What is a magnetometer and how does it work?
Among the MEMS sensors included in the Botland store's offer, you will find devices with a built-in gyroscope, accelerometer, and a magnetometer - a device used to measure the magnetic field intensity, most often based on the Hall effect or magnetoresistance phenomenon. The device can be used, for example, to measure the earth's magnetic field (proton magnetometer) or to detect metals. In a Hall magnetometer, if we connect a voltage source to a metal plate, we cause a current to flow between the two surfaces of the plate. In turn, the Gaussian vibration magnetometer works on the principle of vibrations of a small magnet. The name of the device comes from its inventor, CF Gauss. It was the first device to measure absolute magnetic intensity.
Magnetometer – a device for measuring the magnetic field
When we bring a source of magnetic field (e.g. a magnet) close to a plate powered by direct voltage, we distort the electron flow path on the plate surface. Then, one side of the plate will be occupied by electrons and the other by protons. In this way we will observe changes in the magnetic field.
After connecting a voltmeter with a readable display between both surfaces of the board, we will be able to read the voltage, the value of which depends on the intensity of the magnetic field and its direction of influence in space. A magnetometer is a device used to measure the magnetic field of various elements (it can be used to measure the magnetic properties of matter).
Additional information about magnetic field measurements
The magnetoresistive concept of the magnetometer uses materials that are sensitive to the magnetic field - an iron-nickel alloy is often found. Such materials change their resistance when exposed to a magnetic field, which is why magnetometers are used to measure the magnetic field.
The MEMS sensors available in our offer are also equipped with an I2C interface, thanks to which you can easily connect your magnetometer to work with, for example, Arduino or Raspberry Pi .
Magnometer in the phone - MEMS gyroscopes - small and practical
If you want to easily develop your robot design in terms of its balance stability when stopping, moving or standing still on an uneven surface. An excellent solution will be the use of a small MEMS gyroscope which, by measuring the angular deviation of the robot from the equilibrium position, will transmit information to Arduino, which, by controlling appropriate motors and servomechanisms, will set the robot in the correct position, preventing it from unintentionally tipping over. A magnetometer is used in many electronic projects.

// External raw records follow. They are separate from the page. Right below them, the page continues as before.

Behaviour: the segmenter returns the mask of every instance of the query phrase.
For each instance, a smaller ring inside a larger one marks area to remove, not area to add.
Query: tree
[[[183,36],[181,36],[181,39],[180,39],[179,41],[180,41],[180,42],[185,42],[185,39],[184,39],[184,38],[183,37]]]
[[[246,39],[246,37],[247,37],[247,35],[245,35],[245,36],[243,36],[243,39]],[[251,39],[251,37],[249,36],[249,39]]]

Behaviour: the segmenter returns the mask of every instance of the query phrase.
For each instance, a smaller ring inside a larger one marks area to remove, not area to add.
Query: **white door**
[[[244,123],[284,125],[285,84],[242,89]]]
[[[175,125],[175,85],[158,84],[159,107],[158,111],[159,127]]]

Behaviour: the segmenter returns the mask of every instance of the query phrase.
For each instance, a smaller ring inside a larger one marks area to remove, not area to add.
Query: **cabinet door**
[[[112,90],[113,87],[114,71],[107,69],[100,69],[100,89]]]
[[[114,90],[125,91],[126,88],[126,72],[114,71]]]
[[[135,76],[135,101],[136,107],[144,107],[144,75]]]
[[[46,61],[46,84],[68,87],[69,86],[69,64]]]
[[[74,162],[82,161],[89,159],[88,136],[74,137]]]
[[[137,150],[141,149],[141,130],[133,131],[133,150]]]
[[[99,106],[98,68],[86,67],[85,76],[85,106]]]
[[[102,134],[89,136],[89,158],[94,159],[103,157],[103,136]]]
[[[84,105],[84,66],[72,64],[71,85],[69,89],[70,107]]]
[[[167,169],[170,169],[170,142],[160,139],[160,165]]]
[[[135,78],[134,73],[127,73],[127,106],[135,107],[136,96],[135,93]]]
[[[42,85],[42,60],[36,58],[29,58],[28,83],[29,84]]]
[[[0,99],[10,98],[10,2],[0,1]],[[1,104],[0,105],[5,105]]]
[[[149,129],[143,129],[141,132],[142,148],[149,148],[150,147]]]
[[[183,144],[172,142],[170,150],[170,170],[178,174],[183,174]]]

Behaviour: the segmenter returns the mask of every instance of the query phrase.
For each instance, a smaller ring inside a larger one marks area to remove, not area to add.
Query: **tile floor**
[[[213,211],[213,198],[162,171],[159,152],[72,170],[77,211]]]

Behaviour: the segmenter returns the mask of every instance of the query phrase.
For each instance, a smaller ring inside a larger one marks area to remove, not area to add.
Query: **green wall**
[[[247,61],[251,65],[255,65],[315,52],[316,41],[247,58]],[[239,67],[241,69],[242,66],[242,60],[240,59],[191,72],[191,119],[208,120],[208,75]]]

And how is angular velocity measured by a MEMS gyroscope? The sensor built into these devices has dimensions not exceeding the diameter of a human hair and works based on the phenomenon of mechanical resonance. When the gyroscope is rotated, the MEMS sensor converts this movement into a very low voltage signal, proportional to the rotation angle. Then, this signal is amplified and transmitted to the microcontroller, where further decisions are made via the program depending on the read voltage value.
Accelerometer - easy measurement of acceleration
Accelerometers are devices whose task is to measure acceleration - a quantity that describes how quickly an object's speed changes over time. Accelerometers are helpful tools in measurement systems for detecting vibrations of the tested object and in navigation systems. The accelerometer detects the static and dynamic effects of acceleration.
Static forces include gravity, and dynamic forces include vibration and displacement. Accelerometers can measure acceleration in one, two, or three axes of a coordinate system, but as with gyroscopes, the three-axis solution is at the forefront.
Construction of an accelerometer
The structure of a typical accelerometer includes microscopic electrodes forming a capacitor suspended on springs. Under the influence of acceleration, the electrodes move relative to each other, changing the capacitance between them - the speed of these changes makes it possible to determine the acceleration of the object on which the accelerometer works.
There are also piezoelectric accelerometers in which a suitable material, under the influence of mechanical influence, generates an electric charge on its surface - this phenomenon is used, among others, when performing seismic measurements.